23/04/2020

Roughneck

Contador de histórias




Já o afirmei aqui - penso eu…? - que Jeff Lemire é uma das minhas referências actuais e isso deve-se essencialmente aos seus argumentos para Black Hammer e Gideon Falls.
Lê-lo, agora como autor completo - o que não é para mim uma primeira vez - revela o que de melhor sabe fazer - contar histórias - mas comprova também um autor graficamente limitado.
Limitado - explicito já para que os leitores no final possam abandonar este texto com uma referência positiva, pois trata-se de uma bela leitura - no tratamento dos rostos, nalguma rigidez do traço - indubitavelmente ‘feio’, ‘agreste’, ‘duro’ - no vazio de fundos e cenários…
Mas, apesar disto, bem mais do que funcional quando o encarámos do ponto de vista da narrativa sequencial, pois toda a planificação, a ‘montagem’ das diferentes cenas, a utilização da ‘câmara’ que as expõe diante dos nossos olhos, a sua auto-suficiência em relação à exiguidade de texto escrito utilizado, uma série de pormenores que só a leitura revela, servem - e tão bem! - para guiar o leitor, destacar o que Lemire deseja, marcar o ritmo, quase sempre pausado do relato, levar-nos, sem quase darmos por isso, ao longo de quase três centenas de pranchas.
Três centenas de pranchas através das quais nos conta uma história aparentemente simples e linear: o reencontro entre Derek, um ex-jogador de hóquei no gelo, expulso da modalidade e com problemas de controlo de raiva, com a sua irmã Beth, drogada e em fuga de um ex-namorado violento e abusador, e a sua convivência numa cabana abandonada no meio do nada, numa tentativa de fuga dos respectivos problemas.
A história decorre numa pequena localidade isolada, algures no Canadá gelado, e a galeria de participantes é extremamente reduzida.

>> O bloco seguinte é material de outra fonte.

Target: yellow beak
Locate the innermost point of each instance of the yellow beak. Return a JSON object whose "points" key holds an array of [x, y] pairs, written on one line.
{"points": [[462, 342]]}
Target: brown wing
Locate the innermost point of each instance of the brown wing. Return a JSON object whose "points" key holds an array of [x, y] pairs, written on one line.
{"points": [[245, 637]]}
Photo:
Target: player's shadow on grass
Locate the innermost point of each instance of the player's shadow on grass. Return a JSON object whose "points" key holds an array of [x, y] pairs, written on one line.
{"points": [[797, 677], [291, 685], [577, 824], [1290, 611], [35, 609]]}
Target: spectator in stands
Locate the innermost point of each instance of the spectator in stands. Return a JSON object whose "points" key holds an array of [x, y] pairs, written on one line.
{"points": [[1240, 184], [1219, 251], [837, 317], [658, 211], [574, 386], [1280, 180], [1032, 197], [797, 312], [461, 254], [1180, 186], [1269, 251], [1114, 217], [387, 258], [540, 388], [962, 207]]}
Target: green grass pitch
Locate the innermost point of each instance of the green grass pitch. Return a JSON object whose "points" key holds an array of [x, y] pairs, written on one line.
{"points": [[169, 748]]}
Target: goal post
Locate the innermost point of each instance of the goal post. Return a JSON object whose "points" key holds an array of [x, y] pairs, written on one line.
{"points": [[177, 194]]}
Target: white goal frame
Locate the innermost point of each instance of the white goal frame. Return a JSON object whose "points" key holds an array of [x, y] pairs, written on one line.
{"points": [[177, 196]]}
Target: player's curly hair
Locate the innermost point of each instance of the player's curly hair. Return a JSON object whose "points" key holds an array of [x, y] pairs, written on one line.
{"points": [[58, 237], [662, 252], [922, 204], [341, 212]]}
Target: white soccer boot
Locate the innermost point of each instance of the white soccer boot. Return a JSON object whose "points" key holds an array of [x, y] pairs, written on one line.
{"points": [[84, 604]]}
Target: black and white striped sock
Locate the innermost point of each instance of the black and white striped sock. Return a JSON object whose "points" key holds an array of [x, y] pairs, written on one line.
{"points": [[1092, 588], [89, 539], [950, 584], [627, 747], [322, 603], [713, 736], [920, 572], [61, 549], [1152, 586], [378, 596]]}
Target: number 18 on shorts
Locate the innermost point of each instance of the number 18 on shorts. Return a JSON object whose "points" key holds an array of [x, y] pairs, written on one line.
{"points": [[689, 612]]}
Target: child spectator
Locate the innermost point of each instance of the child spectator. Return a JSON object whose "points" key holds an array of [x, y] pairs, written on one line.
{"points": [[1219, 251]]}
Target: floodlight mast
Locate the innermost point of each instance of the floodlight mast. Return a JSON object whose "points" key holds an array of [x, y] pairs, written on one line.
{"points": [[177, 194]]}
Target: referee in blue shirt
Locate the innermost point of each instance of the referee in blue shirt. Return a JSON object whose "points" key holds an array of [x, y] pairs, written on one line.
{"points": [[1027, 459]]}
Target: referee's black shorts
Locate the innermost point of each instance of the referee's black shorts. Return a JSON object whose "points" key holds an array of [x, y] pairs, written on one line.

Mas suficiente para criar uma história forte, humana, sobre pôr fim a um ciclo (hereditário) de violência familiar, ao longo da qual lampejos do passado - coloridos, em contraste com a maioria das páginas a preto e branco e com aguadas de cinzento - nos vão contar o que sucedeu a Derek e Beth e os levou a mergulharem numa espiral de auto-destruição.
O fortalecimento de relações que as dificuldades tantas vezes causam, o retrato cru e despido de preconceitos que Lemire apresenta, a busca nas raízes da força necessária para vencer o presente, são outros pontos fundamentais de uma história que apresenta como remate - não posfácio! - uma atitude surpreendente e inesperada capaz de aquecer os corações que o gelo e a neve canadianos possam ter arrefecido ao longo da leitura.

Roughneck
Jeff Lemire
G. Floy
Portugal, Abril de 2020
190 x 280 mm, 272 p., pb+cinza/cor, capa dura
30,00 €

(imagens disponibilizadas pela editora G. Floy; clicar nelas para as aproveitar em toda a sua extensão)

1 comentário:

  1. Grande leitura... comprei a versão original muito antes de saber do lançamento da versão portuguesa. Tirando raras exepções, Jeff Lemire não desilude. Essex County é talvez a sua maior obra. Quanto à arte, não é efetivamente para todos... eu gosto bastante!